The article goes into this, but reminder that cancer survival rates must be carefully considered as a part of a bigger picture. In short, if cancer patients are surviving on average 5 more years than, say, X years ago, but cancer is at the same time being detected 5 years earlier, then the expected length of life for a cancer patient remains the same. This is well-understood phenomenon in cancer statistics but often glossed over in press pieces and not particularly well understood by the general public.
https://slatestarcodex.com/2018/08/01/cancer-progress-much-m...
"""
Official statistics say we are winning the War on Cancer. Cancer incidence rates, mortality rates, and five-year-survival rates have generally been moving in the right direction over the past few decades.

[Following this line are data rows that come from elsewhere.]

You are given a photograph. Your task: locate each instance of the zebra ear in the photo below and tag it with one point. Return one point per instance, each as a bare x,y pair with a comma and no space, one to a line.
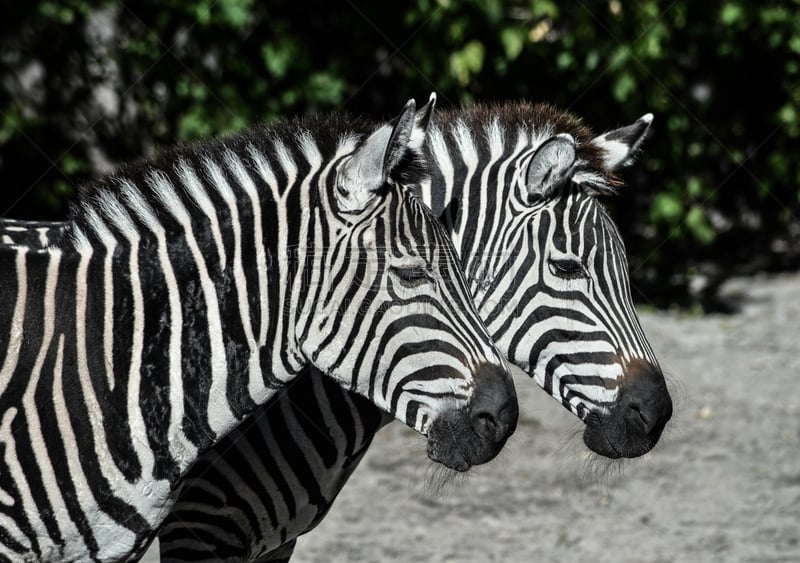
373,163
620,145
422,119
550,166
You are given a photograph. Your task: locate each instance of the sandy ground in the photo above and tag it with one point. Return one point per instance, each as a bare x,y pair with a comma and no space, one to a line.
723,484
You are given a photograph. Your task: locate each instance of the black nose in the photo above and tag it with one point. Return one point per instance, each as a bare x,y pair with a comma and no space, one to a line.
646,405
494,410
633,425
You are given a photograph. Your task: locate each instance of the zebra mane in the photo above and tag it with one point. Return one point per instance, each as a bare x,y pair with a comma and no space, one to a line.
294,137
484,122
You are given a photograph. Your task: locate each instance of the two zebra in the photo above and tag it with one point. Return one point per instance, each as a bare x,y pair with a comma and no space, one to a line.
169,307
517,187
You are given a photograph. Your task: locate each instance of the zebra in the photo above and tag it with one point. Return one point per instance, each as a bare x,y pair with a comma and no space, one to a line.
517,186
189,289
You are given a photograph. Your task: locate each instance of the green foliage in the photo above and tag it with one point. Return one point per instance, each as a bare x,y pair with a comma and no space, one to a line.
718,182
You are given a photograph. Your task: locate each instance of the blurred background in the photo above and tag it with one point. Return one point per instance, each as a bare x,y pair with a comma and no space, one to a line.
87,84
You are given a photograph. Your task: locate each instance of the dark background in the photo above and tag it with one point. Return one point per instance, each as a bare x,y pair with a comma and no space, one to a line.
85,85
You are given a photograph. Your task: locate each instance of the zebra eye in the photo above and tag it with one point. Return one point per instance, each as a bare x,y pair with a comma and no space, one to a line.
567,269
411,276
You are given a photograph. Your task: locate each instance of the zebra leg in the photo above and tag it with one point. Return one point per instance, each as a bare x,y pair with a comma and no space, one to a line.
280,555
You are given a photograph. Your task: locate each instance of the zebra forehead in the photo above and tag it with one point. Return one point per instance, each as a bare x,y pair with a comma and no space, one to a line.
490,125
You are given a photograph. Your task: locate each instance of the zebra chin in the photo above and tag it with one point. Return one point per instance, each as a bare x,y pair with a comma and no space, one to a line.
632,426
476,434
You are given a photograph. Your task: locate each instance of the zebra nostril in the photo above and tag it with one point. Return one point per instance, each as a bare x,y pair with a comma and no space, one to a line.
636,415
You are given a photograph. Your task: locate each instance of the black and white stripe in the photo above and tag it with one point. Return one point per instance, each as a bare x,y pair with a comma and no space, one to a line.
517,187
188,290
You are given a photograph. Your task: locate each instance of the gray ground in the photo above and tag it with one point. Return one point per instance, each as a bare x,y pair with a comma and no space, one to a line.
723,485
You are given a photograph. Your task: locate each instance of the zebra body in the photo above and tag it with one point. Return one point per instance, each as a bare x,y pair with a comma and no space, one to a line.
189,290
517,187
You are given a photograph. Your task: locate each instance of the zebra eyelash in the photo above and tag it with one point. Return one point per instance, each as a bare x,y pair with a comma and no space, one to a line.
567,268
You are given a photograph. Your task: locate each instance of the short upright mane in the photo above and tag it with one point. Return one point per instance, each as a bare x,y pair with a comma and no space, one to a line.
325,133
538,121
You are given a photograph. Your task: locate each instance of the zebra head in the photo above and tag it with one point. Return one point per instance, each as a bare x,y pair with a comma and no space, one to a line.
548,268
393,319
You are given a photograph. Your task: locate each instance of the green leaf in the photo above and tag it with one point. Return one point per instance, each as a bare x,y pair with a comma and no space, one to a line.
667,208
467,62
624,86
699,225
731,14
513,40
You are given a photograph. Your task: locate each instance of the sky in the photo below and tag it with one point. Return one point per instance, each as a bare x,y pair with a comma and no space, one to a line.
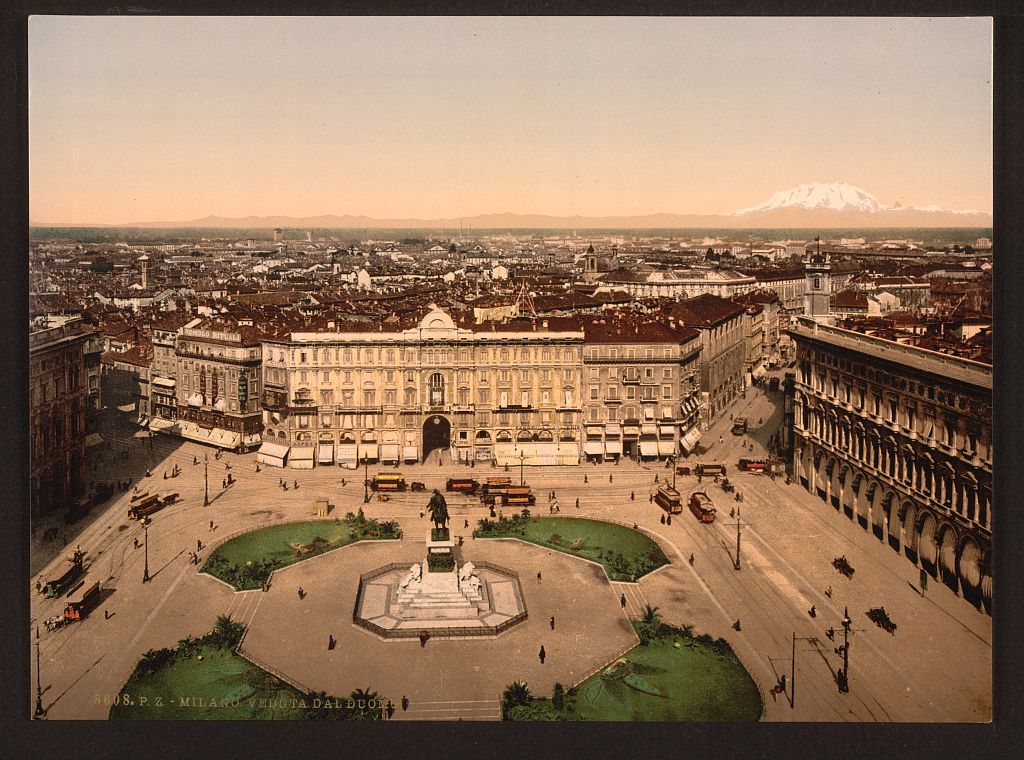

More skeptical people offer an alternate narrative. Cancer incidence and mortality rates are increasing for some cancers. They are decreasing for others, but the credit goes to social factors like smoking cessation and not to medical advances. Survival rates are increasing only because cancers are getting detected earlier. Suppose a certain cancer is untreatable and will kill you in ten years. If it’s always discovered after seven years, five-year-survival-rate will be 0%. If it’s always discovered after two years, five-year-survival-rate will be 100%. Better screening can shift the percent of cases discovered after seven years vs. two years, and so shift the five-year-survival rate, but the same number of people will be dying of cancer as ever.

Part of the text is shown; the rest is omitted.